J’obéis. Alors, sous un feu qui ne se ralentit pas un instant, nous arrivâmes à faire transporter à terre, par les survivants, les armes et les munitions, opération qu’à défaut d’officier, dirigeait Anita, tandis que, passant d’un bâtiment à l’autre, je déposais dans l’endroit le plus inflammable de chacun d’eux le feu qui devait le dévorer.
Ce fut une mission terrible, en ce qu’elle me fit passer une triple revue de morts et de blessés. C’était un véritable abattoir de chair humaine; on marchait sur les bustes séparés des corps; à chaque pas, on poussait du pied des membres épars. Le commandant de l’Itaparika, Juan Enriquez de la Raguna, était couché au milieu des deux tiers de son équipage, avec un boulet qui lui faisait, au milieu de la poitrine, un trou à passer le bras. Le pauvre John Griggs avait eu, comme je l’ai dit ailleurs, le corps coupé en deux par une mitraillade, presque reçue à bout portant. Je me tâtais, à la vue d’un pareil spectacle, et je me demandais comment, ne m’étant pas plus ménagé que les autres, j’avais pu rester entier.
En un instant, un nuage de fumée enveloppa nos bâtiments,—et nos braves morts eurent du moins, brûlés sur le pont de leurs bâtiments,—un bûcher digne d’eux.

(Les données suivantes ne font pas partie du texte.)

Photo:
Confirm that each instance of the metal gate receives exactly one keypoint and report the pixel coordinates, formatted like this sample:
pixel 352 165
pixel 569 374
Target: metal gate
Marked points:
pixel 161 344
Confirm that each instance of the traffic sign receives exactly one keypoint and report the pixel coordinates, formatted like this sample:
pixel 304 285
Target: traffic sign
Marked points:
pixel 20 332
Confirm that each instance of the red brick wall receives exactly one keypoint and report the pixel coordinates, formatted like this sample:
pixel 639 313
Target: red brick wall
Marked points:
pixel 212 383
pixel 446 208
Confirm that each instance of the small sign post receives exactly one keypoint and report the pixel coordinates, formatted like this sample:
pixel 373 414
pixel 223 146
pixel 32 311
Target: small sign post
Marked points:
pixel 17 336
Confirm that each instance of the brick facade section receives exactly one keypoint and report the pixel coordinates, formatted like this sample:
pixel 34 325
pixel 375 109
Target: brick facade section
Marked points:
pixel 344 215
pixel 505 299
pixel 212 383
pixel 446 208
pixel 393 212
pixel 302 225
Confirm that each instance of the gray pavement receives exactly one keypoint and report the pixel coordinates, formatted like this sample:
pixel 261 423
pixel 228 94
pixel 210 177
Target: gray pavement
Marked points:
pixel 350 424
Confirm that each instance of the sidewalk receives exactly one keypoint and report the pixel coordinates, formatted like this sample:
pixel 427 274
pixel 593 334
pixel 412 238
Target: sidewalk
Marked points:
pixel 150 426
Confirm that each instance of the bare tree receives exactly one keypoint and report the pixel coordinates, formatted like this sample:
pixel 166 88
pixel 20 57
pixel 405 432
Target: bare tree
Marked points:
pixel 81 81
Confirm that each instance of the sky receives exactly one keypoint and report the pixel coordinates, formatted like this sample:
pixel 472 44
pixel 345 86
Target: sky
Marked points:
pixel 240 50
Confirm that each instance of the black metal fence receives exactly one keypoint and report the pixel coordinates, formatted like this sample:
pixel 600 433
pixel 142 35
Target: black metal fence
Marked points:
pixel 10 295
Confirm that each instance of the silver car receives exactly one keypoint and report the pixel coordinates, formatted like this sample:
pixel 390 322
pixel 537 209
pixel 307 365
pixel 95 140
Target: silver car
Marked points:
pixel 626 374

Pendant que j’avais accompli mon œuvre de destruction, Anita avait accompli son œuvre de sauvetage.—Mais de quelle façon, bon Dieu! de manière à me faire trembler. Peut-être, pour le transport des armes à la côte et son retour au bâtiment, fit-elle vingt voyages, passant constamment sous le feu de l’ennemi. Elle était dans une petite barque avec deux rameurs, et les pauvres diables se courbaient le plus possible pour éviter balles et boulets.

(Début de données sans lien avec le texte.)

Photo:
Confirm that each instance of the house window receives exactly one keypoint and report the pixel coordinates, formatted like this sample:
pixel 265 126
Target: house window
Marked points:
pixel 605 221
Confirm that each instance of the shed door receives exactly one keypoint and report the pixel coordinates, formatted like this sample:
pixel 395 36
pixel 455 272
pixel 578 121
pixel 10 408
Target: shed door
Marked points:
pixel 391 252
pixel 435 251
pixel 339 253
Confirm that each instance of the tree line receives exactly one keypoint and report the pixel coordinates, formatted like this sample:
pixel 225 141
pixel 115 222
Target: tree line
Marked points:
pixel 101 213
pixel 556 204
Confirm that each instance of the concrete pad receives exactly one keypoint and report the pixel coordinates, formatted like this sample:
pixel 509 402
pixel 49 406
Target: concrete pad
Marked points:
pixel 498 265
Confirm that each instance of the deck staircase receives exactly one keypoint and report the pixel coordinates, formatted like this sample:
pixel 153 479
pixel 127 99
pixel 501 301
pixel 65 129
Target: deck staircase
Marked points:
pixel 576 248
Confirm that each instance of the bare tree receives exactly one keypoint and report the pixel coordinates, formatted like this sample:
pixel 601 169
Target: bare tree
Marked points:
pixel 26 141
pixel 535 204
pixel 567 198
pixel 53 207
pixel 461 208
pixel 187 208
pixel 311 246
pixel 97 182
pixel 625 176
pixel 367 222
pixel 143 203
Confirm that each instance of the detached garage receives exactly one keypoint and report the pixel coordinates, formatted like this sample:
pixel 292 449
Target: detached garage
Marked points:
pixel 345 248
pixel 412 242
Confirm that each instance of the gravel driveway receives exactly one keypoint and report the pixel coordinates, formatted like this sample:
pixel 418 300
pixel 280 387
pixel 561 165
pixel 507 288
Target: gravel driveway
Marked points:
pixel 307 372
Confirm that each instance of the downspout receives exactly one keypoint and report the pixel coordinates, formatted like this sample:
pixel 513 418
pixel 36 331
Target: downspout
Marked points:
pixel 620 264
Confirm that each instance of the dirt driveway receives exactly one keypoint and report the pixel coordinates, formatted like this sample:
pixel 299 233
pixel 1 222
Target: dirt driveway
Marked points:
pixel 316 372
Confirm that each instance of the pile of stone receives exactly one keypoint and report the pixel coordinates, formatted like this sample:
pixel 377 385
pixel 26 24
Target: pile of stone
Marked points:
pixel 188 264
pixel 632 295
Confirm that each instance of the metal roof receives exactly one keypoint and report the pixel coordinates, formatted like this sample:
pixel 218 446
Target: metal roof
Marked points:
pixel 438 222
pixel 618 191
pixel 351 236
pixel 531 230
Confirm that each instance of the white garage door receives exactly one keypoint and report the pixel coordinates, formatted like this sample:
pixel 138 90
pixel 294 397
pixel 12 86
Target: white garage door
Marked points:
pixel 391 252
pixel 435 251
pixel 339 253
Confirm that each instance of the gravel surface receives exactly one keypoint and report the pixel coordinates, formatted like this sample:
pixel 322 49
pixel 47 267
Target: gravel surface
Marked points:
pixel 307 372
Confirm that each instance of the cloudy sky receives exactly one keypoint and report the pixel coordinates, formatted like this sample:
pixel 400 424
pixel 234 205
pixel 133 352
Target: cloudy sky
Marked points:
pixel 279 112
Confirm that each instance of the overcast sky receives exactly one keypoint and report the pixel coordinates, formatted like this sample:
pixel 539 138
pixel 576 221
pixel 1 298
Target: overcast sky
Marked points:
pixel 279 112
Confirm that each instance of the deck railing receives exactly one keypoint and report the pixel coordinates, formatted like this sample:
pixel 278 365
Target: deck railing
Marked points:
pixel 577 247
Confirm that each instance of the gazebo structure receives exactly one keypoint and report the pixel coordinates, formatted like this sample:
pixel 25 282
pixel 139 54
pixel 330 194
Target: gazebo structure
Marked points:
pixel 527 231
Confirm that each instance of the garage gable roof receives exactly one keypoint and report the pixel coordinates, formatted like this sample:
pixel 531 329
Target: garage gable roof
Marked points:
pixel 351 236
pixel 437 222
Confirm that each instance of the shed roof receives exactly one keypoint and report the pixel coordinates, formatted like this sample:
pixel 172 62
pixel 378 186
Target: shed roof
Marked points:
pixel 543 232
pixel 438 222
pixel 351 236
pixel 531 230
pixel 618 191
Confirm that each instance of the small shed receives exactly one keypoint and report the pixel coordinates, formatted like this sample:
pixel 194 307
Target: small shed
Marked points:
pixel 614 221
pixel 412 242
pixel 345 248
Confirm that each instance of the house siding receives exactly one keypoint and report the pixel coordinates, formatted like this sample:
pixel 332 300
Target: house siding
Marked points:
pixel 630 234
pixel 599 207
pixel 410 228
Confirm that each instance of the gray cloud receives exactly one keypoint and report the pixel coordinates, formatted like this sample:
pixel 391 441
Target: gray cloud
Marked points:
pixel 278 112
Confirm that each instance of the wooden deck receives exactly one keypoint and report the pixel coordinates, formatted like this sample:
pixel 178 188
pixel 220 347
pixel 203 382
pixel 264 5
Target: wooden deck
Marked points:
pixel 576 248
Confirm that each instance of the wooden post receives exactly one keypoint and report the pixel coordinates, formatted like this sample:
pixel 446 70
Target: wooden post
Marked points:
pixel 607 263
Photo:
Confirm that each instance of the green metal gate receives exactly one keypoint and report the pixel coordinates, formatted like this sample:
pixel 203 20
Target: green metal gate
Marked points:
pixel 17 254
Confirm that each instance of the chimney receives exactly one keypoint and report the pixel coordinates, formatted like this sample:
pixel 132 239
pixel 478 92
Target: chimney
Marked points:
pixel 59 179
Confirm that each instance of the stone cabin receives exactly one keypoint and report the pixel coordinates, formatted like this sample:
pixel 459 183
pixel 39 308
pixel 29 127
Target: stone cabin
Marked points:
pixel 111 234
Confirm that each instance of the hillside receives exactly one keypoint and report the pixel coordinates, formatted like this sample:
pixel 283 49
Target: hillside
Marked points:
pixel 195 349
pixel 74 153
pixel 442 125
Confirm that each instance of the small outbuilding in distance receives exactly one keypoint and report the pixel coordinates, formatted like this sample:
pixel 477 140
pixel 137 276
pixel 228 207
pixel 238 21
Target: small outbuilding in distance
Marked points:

Mais elle, debout à la poupe, au milieu de la mitraille, elle apparaissait droite, calme et fière comme une statue de Pallas, et Dieu, qui étendait une main sur moi, la couvrait en même temps de l’ombre de cette main.
Il était nuit presque close, lorsque ayant réuni les survivants, je rejoignis la queue de notre division, en retraite vers Rio-Grande, et suivant la même route que nous avions suivie quelques mois auparavant, le cœur plein d’espérance, et précédés par la victoire.
XXVIII
A CHEVAL
Au milieu des péripéties de mon aventureuse existence, j’ai toujours eu de douces heures, de bons moments, et quoique celui où je me trouvais ne paraisse pas au premier abord faire partie de ceux qui m’ont laissé un agréable souvenir, je le réclame cependant, sinon comme plein de bonheur, du moins comme plein d’émotions.
A la tête de quelques hommes restés de tant de combattants qui avaient, à juste titre, mérité le nom de braves, je marchais à cheval, fier des vivants, fier des morts, presque fier de moi-même. A mes côtés chevauchait la reine de mon âme, la femme digne de toute admiration. J’étais lancé dans une carrière plus attrayante que celle de la marine: que m’importait de n’avoir, comme le philosophe grec, que ce que je portais avec moi? de servir une pauvre république qui ne payait personne, et dont, fût-elle riche, je n’eusse pas voulu être payé? N’avais-je pas un sabre battant à mon côté, une carabine posée en travers de mes arçons? N’avais-je pas près de moi Anita, mon trésor, cœur aussi ardent que le mien pour la cause des peuples? N’envisageait-elle pas les combats comme un divertissement, comme une simple distraction de la vie des camps? L’avenir me souriait serein et fortuné; et plus se présentaient sauvages et désertes les solitudes américaines, plus délicieuses et plus belles elles m’apparaissaient.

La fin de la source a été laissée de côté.